Trevor & Sue had recently sold their share of their business having worked hard building it up for over 30 years…


Aged 60, they had no children whom to pass on their hard earned wealth.  And now, like so many people, Trevor’s primary concern was to try to ensure a high return on his capital.


Trevor & Sue had already met with two financial advisers with a view to investing their money.  Each of these advisers put forward their recommendations based on the ‘risk /reward’ profile they had identified for them client at their first meeting.


As former business owners both Trevor & Sue had confirmed to these advisers that they were prepared to accept a ‘reasonable level of risk’ in order to obtain a good return on their hard earned capital. Trevor’s long held view was that “to accumulate, you have to speculate”!


So, in order to satisfy Trevor & Sue’s requirement for a high return both Advisers had recommended a similar, fairly adventurous investment portfolio which “matched their above average risk profile”.  Both portfolios suggested a very high proportion of monies to be invested in equities and other investments in an effort to secure a high return over the longer term.

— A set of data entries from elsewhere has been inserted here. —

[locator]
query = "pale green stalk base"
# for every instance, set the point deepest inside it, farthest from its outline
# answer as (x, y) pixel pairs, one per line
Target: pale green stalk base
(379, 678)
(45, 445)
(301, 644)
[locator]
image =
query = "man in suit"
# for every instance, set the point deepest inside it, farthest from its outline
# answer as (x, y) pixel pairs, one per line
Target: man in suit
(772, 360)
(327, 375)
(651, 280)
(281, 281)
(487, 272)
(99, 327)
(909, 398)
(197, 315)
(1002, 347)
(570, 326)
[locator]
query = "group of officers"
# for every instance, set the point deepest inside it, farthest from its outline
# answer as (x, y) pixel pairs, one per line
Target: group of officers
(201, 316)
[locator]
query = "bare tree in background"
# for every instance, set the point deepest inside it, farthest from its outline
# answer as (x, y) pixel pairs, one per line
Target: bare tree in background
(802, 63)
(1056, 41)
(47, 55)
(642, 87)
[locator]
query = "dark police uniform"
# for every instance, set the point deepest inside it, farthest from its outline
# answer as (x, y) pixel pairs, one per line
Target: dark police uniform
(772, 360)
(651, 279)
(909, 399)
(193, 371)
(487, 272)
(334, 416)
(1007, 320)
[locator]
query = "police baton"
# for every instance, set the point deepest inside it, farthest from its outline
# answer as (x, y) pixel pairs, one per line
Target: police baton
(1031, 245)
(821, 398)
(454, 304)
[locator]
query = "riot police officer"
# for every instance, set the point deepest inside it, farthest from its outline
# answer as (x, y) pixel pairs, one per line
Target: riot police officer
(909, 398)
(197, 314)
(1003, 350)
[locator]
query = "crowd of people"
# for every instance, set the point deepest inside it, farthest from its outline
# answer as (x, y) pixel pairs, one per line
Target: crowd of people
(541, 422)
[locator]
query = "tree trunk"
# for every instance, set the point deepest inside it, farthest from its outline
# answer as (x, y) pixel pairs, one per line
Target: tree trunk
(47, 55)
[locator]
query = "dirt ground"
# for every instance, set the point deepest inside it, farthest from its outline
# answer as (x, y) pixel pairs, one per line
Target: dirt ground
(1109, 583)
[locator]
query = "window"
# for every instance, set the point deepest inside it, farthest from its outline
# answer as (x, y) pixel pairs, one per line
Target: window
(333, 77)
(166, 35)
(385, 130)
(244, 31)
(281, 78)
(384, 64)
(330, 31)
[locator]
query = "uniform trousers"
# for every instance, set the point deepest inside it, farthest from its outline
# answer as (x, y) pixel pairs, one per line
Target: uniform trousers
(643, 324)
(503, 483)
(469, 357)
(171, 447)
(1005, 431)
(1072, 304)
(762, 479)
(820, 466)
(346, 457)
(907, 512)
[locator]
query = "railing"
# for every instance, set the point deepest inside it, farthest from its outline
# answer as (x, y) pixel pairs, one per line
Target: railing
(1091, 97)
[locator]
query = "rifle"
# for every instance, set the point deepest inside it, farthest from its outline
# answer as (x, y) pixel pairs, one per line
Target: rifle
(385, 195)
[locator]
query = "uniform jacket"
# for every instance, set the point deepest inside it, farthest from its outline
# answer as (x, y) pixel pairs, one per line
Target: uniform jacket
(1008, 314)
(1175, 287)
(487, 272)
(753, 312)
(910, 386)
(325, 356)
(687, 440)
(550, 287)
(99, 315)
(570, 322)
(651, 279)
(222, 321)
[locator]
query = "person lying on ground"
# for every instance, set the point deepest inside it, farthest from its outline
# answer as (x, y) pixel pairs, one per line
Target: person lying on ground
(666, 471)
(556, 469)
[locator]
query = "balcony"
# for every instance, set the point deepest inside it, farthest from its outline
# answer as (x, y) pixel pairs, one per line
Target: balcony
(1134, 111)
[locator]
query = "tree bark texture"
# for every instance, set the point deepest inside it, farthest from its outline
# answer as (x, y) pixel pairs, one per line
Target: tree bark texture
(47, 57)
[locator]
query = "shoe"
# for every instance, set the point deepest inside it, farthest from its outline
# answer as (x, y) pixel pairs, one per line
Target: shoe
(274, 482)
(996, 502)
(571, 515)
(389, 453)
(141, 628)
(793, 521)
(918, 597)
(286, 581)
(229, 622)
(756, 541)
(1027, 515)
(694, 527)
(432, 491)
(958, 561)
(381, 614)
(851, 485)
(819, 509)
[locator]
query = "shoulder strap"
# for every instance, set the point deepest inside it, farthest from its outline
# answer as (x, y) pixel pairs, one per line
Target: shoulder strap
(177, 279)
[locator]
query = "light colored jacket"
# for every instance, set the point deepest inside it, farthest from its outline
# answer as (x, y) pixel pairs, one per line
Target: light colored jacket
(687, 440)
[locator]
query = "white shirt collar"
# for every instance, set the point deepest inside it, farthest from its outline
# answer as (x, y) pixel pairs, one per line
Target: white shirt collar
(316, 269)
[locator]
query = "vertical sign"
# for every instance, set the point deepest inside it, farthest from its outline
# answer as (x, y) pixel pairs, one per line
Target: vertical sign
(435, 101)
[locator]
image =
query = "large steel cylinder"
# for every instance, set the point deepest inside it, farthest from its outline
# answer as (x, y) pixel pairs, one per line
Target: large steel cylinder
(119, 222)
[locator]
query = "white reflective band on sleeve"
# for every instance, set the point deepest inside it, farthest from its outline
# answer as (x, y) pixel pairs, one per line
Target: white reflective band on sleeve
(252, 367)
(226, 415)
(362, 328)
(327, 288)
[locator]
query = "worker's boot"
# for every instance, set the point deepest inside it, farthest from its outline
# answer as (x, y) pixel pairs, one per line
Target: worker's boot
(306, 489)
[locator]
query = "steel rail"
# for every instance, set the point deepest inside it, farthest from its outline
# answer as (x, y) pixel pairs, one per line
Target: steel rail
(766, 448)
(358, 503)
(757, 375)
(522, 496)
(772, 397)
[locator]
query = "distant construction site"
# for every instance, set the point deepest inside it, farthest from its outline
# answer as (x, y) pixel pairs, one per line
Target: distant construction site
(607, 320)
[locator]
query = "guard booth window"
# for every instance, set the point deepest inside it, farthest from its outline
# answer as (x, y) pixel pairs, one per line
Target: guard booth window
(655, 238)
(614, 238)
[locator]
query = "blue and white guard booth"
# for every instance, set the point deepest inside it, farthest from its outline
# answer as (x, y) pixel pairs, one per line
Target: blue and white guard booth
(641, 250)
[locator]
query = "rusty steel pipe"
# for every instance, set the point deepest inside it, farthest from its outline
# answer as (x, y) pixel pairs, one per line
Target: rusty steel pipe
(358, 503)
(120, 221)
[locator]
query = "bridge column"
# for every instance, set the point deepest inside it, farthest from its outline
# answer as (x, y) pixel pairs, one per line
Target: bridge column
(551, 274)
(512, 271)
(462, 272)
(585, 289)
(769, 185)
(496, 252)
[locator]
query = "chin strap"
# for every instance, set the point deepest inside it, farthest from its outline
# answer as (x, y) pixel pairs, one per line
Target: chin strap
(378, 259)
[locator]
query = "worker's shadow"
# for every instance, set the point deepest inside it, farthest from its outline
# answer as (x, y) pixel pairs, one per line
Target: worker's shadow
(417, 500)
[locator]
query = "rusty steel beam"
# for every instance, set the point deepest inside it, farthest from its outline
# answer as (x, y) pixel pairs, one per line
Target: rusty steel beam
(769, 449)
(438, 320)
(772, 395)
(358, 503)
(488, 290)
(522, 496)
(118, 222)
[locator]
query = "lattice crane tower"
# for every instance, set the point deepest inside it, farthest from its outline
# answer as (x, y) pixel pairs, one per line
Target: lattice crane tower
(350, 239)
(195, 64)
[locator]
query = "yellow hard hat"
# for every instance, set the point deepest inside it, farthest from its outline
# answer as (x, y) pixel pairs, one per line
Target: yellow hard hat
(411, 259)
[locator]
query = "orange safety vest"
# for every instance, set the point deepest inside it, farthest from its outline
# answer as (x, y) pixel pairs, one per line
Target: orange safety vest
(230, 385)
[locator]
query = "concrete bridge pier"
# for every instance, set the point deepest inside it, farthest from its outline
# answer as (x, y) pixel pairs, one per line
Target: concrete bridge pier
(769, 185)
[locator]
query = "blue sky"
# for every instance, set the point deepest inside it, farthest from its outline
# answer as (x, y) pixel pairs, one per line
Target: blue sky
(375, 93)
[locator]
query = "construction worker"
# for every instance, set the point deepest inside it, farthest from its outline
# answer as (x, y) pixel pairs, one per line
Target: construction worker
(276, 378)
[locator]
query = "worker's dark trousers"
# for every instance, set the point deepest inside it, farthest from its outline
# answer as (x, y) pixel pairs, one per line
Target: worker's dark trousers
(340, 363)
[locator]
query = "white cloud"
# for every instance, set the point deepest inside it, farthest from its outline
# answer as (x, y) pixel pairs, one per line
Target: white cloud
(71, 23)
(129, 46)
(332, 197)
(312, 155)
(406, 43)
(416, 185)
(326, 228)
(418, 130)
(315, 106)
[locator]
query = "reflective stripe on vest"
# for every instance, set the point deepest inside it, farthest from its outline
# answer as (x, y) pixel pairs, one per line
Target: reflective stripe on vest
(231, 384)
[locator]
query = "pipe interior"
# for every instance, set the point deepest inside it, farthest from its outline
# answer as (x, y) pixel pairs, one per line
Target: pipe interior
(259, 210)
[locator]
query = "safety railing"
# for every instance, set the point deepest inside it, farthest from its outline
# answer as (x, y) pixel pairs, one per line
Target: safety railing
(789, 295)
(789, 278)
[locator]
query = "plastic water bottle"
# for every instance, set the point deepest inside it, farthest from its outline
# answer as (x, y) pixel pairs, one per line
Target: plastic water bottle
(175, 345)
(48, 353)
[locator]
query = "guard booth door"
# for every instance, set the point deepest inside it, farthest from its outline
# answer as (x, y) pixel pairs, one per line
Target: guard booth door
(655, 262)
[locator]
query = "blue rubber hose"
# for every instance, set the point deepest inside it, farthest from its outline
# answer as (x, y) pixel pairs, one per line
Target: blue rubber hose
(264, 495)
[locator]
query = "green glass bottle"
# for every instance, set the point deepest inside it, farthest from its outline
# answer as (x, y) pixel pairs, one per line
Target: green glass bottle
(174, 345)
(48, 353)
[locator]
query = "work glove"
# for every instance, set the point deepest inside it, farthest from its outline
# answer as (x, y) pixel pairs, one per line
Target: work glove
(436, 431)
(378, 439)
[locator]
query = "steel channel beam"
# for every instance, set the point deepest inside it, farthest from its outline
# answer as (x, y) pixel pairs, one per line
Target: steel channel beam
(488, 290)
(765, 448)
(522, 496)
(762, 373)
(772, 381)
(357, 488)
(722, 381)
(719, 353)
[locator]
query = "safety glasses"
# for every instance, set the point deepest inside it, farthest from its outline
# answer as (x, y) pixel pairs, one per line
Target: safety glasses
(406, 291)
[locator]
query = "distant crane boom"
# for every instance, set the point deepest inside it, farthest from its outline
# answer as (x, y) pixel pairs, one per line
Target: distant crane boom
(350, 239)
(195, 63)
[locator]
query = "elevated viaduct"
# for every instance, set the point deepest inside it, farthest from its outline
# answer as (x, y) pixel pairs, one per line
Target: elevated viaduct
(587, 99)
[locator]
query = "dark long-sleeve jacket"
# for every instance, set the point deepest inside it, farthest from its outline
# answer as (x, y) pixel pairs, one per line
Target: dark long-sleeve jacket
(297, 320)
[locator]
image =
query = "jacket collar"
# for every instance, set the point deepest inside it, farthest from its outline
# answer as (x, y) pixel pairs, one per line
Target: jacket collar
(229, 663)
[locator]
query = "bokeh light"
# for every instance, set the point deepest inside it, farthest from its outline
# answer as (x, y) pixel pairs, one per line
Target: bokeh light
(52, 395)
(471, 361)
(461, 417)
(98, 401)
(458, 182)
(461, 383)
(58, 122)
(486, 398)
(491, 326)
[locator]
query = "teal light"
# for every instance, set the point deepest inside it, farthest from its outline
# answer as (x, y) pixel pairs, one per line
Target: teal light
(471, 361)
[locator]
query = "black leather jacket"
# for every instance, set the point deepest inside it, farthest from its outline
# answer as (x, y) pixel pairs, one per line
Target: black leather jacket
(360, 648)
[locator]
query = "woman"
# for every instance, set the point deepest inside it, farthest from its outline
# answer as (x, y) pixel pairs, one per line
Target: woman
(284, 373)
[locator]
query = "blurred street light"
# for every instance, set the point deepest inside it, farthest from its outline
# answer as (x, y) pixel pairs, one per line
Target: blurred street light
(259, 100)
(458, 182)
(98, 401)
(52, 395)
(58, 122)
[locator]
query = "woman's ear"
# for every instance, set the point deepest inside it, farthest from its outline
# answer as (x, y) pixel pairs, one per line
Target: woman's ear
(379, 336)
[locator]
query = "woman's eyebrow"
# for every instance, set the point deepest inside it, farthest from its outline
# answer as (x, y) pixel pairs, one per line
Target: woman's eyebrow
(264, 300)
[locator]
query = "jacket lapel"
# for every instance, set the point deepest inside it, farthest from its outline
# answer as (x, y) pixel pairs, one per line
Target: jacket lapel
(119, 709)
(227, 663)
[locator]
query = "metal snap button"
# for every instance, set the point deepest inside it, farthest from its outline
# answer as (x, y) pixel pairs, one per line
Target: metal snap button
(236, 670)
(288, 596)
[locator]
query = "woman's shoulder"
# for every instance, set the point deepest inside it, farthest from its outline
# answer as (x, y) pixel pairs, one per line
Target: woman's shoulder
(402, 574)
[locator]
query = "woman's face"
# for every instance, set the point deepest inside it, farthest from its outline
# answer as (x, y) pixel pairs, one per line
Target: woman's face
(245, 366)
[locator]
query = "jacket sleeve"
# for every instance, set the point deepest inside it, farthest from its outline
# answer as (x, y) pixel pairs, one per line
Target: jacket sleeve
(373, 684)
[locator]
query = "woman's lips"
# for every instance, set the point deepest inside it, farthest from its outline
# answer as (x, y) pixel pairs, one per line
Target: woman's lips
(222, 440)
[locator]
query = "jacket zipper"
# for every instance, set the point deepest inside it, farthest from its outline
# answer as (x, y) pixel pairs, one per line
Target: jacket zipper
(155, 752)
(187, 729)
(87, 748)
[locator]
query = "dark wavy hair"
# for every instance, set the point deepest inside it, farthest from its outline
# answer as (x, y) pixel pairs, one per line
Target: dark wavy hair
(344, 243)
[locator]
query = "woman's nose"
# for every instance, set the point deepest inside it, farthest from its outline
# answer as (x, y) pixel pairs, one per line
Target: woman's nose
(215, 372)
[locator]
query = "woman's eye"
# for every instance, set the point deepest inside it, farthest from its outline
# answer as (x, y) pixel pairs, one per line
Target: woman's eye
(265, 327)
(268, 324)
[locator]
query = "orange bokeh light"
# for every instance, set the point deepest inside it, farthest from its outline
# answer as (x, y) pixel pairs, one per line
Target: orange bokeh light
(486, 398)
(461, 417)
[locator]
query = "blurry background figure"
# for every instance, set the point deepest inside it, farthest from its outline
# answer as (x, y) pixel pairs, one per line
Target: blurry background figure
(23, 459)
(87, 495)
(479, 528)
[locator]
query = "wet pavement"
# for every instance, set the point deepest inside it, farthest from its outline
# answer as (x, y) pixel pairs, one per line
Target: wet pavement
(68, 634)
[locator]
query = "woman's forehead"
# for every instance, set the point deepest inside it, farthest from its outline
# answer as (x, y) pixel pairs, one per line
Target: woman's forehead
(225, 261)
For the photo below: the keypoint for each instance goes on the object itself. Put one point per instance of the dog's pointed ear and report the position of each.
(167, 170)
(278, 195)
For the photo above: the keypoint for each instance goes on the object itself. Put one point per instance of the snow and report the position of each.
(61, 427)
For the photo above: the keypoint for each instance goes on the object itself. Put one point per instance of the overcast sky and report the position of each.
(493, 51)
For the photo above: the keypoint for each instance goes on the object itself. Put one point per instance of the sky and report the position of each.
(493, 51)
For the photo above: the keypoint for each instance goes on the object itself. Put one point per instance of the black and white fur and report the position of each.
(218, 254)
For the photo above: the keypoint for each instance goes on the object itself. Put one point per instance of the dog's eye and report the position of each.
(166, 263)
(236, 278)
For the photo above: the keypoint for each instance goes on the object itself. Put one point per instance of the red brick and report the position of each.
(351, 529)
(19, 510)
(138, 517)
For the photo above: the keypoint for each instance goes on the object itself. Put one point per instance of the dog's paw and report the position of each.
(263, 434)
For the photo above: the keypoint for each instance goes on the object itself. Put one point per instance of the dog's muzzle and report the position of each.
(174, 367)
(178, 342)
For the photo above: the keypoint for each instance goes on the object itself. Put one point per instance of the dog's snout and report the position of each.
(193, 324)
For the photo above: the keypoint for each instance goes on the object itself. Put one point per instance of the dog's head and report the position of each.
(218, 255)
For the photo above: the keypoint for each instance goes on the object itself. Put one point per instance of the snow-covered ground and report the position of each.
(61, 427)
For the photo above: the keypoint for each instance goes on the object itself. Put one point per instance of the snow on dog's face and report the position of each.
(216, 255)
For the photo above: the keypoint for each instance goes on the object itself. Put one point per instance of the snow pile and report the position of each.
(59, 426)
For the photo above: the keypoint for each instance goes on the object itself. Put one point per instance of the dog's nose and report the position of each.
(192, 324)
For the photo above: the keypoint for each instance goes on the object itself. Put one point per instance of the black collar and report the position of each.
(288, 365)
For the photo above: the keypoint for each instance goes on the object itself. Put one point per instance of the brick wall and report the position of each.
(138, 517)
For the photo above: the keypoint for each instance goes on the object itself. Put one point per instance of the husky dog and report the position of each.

Trevor & Sue were about to decide which Adviser they would invest with.


However, before investing their money Trevor & Sue were urged by a friend to speak with Endorphin Wealth.


Here’s what happened…


When we met with Trevor & Sue, we did the complete opposite to the other two Advisers. We focused our attention on Trevor & Sue, not their money!


We focused on getting to really know and understand Trevor & Sue, enquiring about the business they had built; when, how and why they started it; the trials and tribulations they had encountered along the way; the sort of things they’ve enjoyed doing in the past, what they now enjoyed doing – and what sort of things they wanted to do in the future.  We got to understand their fears and doubts and what was important to them about their future.


Through a straightforward process we then helped Trevor & Sue identify the cost of their desired lifestyle not only now, but over the various periods of their lives.  We then helped Trevor & Sue to consider and include into their planning certain additional financial goals and objectives that would make their retirement even more fulfilling and meaningful.


With a thorough understanding of their situation we then were able to demonstrate to Trevor & Sue that in order to prevent ever running out of money all they needed to achieve was a real rate of return on their money of just 1% above inflation.


With this knowledge, we helped them understand that the last thing they needed at this stage of their life was risk…


What they in fact needed was a lower return with much less risk; a prudent, tax effective portfolio which would give them the peace of mind they needed to enjoy their retirement – without constantly worrying about world share markets.


With recent volatility of share markets Trevor & Sue avoided the inevitable loss on capital that would have ensued had they invested with the other Advisers without knowing and understanding their full financial situation.


We saved Trevor & Sue over $200,000 of imminent losses that would have occurred had they invested through the other Advisers who did not do lifestyle financial planning.  Why take excessive risk when there is no need to do so?  Retirement should be a time to enjoy the precious time you have left.


Trevor & Sue continue to enjoy their retirement and we  continue to meet with them, to monitor their investments, review and update their financial plan and, more often than not, discuss how much more they can afford to spend to further enjoy their retirement and continue to be free of worry.


For Trevor & Sue, their big question was “Why didn’t the other two Advisers do this?”